Lawmakers were facing several divisive policy fights when they returned to Washington last month. Republican leaders in both chambers will be put to the test as they seek to protect their vulnerable incumbents and put forward a legislative agenda aimed at the general election. The challenge is particularly acute for Senate Majority Leader Mitch McConnell, who is trying to protect his 54-seat majority on an election year map that clearly favors Democrats. The following are some issues that will result in some fights for the lawmakers in the New Year.
Legislation over refugees – this being an elective year – will be involved in both the House and Senate. The Senate will have round two in its battle over refugees. Republican lawmakers have called for blocking President Obama’s plan to resettle up to 10,000 Syrian refugees. Sen. McConnell has pledged to take up legislation dealing with the refugee acceptance program during the first quarter of 2016, though it’s unclear what the proposal will contain. The GOP leader has already put a House-passed bill on the Senate calendar that would restrict Syrian and Iraqi refugees, meaning it could come up for a vote. But the House bill has received fierce pushback from Senate Democrats. Sen. Dick Durbin, the Democratic whip, suggested that the “fevered pitch” that surrounded the bill when it passed in November has subsided. “It doesn’t stand up to reason that we’re focusing on 70,000 people that are vetted for two years,” Sen. Durbin said. He believes Senate Democrats would be able to block the refugee bill from getting the 60 votes needed to move forward.
The immigration issue will result in lots of politically motivated legislation. This is an election year issue and one that won’t go away. Hopefully some of what’s proposed will be constructive.
Guantanámo Bay and ISIS
As President Obama heads into his final year in the White House, lawmakers are poised to review two of his foreign policy priorities: fighting the Islamic State in Iraq and Syria (ISIS) and closing Guantanámo Bay. Speaker Paul Ryan suggested before Christmas that Congress could take a second look at passing a war powers resolution against ISIS. The President says he already has the legal authority to fight ISIS, but has pushed Congress for an explicit authorization that would update the language passed after the 9/11 attacks. While both parties have expressed support for an ISIS resolution, no one has put forward a proposal that has been able to overcome the deep divisions on the war.
Separately, a battle is brewing between congressional Republicans and the Obama administration on closing the prison at Guantanámo Bay. The administration is preparing a plan to close the prison camp, but Republicans say it is effectively dead on arrival. To underscore their stance, Republicans have sent multiple bills to the president’s desk – including an end-of-the-year spending bill – that would block the administration from moving the detainees to any prison in the United States.
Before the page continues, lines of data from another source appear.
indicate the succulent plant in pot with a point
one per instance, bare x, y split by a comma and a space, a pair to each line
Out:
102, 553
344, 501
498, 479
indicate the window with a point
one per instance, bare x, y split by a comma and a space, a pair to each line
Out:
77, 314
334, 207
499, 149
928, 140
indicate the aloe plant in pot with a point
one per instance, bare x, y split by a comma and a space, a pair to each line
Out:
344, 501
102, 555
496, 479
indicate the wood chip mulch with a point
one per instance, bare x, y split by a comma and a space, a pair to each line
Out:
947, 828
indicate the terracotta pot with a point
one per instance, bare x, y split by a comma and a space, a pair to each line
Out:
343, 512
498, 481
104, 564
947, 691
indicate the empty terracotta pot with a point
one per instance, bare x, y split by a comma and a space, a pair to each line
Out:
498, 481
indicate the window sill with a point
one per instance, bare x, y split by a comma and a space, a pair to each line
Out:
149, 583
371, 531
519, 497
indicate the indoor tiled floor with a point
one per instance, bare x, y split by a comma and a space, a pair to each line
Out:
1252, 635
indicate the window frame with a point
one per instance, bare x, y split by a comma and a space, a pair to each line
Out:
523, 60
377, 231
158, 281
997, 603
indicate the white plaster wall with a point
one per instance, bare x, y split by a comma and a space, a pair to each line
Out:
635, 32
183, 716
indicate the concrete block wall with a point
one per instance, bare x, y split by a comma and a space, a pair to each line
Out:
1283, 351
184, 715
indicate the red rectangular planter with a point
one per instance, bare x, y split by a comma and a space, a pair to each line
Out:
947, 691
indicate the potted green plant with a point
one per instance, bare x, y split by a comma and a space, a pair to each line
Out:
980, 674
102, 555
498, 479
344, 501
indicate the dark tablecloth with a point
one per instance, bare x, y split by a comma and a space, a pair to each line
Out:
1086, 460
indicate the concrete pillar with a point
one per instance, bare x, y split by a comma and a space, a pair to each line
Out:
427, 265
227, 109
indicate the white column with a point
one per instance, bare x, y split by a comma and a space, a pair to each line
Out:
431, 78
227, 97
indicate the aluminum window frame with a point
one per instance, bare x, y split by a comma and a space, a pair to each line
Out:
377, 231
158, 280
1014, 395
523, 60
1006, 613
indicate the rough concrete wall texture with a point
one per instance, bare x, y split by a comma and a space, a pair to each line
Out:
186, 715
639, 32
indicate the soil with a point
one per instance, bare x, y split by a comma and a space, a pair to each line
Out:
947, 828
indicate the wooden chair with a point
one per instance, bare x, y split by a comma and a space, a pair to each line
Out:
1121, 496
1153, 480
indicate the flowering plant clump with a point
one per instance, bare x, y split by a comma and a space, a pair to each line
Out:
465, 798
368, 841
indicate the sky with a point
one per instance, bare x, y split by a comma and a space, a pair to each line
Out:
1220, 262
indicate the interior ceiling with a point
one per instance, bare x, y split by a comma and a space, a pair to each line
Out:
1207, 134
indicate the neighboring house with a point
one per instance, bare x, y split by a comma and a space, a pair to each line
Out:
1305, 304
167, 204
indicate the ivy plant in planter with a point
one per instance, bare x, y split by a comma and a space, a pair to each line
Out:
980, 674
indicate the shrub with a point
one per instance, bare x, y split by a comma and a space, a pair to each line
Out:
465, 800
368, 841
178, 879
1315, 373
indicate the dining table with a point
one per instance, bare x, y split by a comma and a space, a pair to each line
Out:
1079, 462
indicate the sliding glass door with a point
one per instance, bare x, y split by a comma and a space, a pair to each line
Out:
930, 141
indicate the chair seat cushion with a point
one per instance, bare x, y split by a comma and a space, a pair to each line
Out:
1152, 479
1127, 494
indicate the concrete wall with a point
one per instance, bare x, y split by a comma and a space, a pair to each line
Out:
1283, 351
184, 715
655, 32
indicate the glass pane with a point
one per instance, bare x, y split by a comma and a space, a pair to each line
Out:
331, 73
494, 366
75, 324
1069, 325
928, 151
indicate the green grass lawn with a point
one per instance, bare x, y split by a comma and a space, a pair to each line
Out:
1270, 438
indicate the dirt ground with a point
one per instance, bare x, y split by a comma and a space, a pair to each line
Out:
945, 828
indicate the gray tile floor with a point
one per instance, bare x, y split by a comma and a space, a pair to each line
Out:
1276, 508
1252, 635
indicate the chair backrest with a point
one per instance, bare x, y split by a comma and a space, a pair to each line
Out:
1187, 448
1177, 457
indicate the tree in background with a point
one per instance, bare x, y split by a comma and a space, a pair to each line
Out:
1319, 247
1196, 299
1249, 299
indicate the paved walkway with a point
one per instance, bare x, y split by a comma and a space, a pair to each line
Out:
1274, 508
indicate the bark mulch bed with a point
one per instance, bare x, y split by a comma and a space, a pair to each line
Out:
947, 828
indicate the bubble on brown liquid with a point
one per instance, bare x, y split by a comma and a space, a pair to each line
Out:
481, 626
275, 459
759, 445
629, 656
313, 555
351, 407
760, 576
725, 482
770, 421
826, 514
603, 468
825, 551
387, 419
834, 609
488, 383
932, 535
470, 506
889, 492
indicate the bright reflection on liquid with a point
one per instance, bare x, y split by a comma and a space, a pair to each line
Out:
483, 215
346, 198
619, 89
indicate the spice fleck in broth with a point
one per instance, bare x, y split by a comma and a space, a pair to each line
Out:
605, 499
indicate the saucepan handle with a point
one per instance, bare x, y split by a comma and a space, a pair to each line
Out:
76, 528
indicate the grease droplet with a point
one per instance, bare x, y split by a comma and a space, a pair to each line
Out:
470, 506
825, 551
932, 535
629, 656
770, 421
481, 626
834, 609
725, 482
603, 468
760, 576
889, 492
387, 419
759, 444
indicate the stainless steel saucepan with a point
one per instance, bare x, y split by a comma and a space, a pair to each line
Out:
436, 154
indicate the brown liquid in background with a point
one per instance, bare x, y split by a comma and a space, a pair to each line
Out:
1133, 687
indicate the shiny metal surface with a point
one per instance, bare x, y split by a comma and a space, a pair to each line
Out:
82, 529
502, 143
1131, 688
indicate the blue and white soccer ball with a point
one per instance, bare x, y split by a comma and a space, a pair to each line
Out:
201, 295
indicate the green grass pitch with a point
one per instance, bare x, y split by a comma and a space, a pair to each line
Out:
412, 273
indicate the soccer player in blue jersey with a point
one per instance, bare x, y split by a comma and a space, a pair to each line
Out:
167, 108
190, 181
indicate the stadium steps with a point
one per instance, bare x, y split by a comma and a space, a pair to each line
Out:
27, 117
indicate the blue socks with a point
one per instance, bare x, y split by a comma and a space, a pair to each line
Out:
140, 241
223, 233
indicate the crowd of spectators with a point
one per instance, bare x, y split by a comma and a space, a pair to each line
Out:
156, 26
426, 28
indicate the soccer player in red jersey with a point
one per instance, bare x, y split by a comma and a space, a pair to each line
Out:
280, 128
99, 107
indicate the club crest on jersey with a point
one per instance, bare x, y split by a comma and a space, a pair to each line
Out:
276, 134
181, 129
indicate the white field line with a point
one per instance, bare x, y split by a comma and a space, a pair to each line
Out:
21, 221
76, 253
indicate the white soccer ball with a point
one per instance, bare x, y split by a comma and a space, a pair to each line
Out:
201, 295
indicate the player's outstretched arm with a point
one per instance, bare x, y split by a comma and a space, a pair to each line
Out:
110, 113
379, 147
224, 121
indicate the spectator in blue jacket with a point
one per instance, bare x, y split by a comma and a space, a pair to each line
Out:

Democrats are pushing new gun control legislation following a series of mass shootings in 2015. Senate Democrats are pledging to force a vote on several gun control proposals, including expanding background checks and closing the gun show “loophole.”
Criminal justice reform
Supporters of a bipartisan Senate proposal to overhaul the criminal justice system are hopeful that the legislation can reach the floor in early 2016. The Obama administration has sought to keep momentum behind the issue, including meeting with House and Senate lawmakers to discuss the proposals put forward.
Congressional leaders have pledged to restore “regular order” in 2016, meaning that both chambers would pass 12 individual spending bills and then work out their differences in conference.
Election Year Issues
There will be all sorts of problems arising from the fact that 2016 is an election year. Most say that will keep anything of consequence wanted by the Obama Administration from passing. Hopefully, this year will be an exception. The GOP should want a productive session because of their fear that Donald Trump will be the nominee for the party. But the further he goes the stronger Trump gets, so that should make the GOP bosses very nervous.
There will be many other battles in the next eight months in Congress – due to this being an election year – and many of them will be political in nature. Hopefully, the peoples’ interest will be considered in Congress throughout that time right up to the General Election. Of course, when I think about it, most everything in Congress is politically motivated.